Ninety per cent of the time I am totally happy with my choice to have my son in daycare. There are a zillion reasons why. I've listed them before. I won't bore you.
At the end of the day there are a couple of reasons my son is in daycare a) because we can't afford for one of us to stay home and b) he is really happy in daycare.
Both are good reasons.
But there are days when the guilt is crippling.
Take today for example.I was trying to explain to Matt that tomorrow he has to say bye to everyone at daycare because we are moving. So much of me is okay with this. The move is definitely a good thing. The new daycare seems great. The future school and our proximity to it - all of that is wonderful.
And yet I feel guilty.
I don't even know why. I guess some days I wish I were around him more. It breaks my heart when I realize that he spends more time with others than with me. It makes me sad when I worry about how happy he will be at the new place. What if he doesn't like the teachers? What if the other kids are mean? What if ...
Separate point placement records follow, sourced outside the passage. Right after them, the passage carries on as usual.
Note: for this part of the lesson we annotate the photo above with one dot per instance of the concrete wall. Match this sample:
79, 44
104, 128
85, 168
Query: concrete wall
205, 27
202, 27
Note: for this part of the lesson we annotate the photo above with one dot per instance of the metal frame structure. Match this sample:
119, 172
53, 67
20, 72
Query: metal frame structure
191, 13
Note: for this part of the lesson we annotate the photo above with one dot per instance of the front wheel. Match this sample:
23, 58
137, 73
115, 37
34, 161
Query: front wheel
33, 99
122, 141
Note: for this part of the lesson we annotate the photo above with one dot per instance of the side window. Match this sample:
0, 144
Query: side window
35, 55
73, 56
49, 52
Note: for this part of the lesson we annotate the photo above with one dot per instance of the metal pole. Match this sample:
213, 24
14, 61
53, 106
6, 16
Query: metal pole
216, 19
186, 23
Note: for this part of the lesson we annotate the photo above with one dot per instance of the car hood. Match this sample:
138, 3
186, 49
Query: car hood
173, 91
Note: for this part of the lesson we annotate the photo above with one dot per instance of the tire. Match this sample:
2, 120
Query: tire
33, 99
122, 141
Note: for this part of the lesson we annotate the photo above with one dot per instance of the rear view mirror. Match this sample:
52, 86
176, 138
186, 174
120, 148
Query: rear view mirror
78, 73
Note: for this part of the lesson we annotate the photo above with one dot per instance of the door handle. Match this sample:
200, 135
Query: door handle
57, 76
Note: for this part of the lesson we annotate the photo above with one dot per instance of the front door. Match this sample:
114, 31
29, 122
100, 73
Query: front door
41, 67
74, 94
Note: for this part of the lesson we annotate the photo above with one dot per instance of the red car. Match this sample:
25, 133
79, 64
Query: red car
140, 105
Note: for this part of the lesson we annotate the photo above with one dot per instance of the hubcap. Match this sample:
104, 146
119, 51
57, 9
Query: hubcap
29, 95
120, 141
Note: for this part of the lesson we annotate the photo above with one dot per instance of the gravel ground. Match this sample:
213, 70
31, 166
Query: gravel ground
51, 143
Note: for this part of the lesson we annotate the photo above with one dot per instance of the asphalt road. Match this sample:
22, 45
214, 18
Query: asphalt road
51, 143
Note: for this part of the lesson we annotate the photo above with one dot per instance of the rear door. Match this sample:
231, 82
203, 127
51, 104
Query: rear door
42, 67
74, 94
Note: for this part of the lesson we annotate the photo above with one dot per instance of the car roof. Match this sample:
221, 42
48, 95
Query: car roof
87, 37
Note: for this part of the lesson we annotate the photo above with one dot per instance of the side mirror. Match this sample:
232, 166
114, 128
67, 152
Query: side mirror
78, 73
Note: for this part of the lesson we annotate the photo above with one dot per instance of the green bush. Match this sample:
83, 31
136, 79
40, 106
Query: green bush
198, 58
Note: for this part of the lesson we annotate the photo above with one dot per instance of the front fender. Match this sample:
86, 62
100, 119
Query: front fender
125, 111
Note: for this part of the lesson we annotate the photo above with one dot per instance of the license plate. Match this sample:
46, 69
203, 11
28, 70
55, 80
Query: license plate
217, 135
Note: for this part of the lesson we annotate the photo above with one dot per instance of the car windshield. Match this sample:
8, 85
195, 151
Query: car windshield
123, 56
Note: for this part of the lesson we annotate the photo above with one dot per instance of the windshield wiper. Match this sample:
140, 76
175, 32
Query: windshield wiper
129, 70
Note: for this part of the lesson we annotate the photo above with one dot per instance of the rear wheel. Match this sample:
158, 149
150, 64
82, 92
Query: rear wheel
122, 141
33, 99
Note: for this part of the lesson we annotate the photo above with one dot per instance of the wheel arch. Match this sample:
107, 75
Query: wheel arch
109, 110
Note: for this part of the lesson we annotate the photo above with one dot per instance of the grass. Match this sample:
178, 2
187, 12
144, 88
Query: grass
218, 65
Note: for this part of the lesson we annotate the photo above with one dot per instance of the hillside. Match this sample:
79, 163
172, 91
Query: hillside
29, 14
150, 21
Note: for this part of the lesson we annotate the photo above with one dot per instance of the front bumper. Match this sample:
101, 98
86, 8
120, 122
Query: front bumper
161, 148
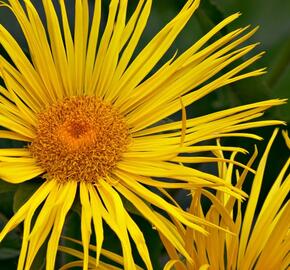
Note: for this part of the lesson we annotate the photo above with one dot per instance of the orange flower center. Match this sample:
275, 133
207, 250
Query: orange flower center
80, 138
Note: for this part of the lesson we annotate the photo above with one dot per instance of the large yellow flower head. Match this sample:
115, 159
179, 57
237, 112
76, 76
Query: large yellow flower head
90, 116
256, 239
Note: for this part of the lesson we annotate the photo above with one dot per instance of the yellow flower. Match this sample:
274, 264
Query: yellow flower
255, 240
113, 257
91, 119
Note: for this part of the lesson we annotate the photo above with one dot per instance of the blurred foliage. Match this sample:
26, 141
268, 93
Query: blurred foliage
274, 34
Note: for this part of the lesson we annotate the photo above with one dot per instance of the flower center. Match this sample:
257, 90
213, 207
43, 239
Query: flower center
79, 138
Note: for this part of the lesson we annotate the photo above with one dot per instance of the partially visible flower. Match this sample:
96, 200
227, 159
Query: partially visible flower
108, 255
255, 240
90, 118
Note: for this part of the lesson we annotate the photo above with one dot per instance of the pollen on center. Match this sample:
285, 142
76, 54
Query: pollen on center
80, 139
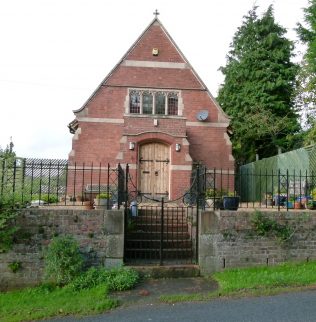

And, truthfully part of me feels guilty because I'm okay with it all.
I'm okay with hopping on a train and going to work every day. For the most part I'm okay with the teachers and the routines. And I feel like I shouldn't be. I feel like I should have a harder time with it.
And these crappy feelings suck.
Some days I just want to take Matt and snuggle him and never let go. And then some nights, like tonight, I try.
And then I realize that he doens't want that. He wants to learn and explore and grow. And part of his day is telling me what he did and what he learned and who he played with. His joy every day comes from seeing us and hugging us and being delighted that we're back. And I try to remember that I was not a particularly good SAHM. I was tired and cranky and I was not making Matt happy.
But the day that the guilt kills me - it's a hard day.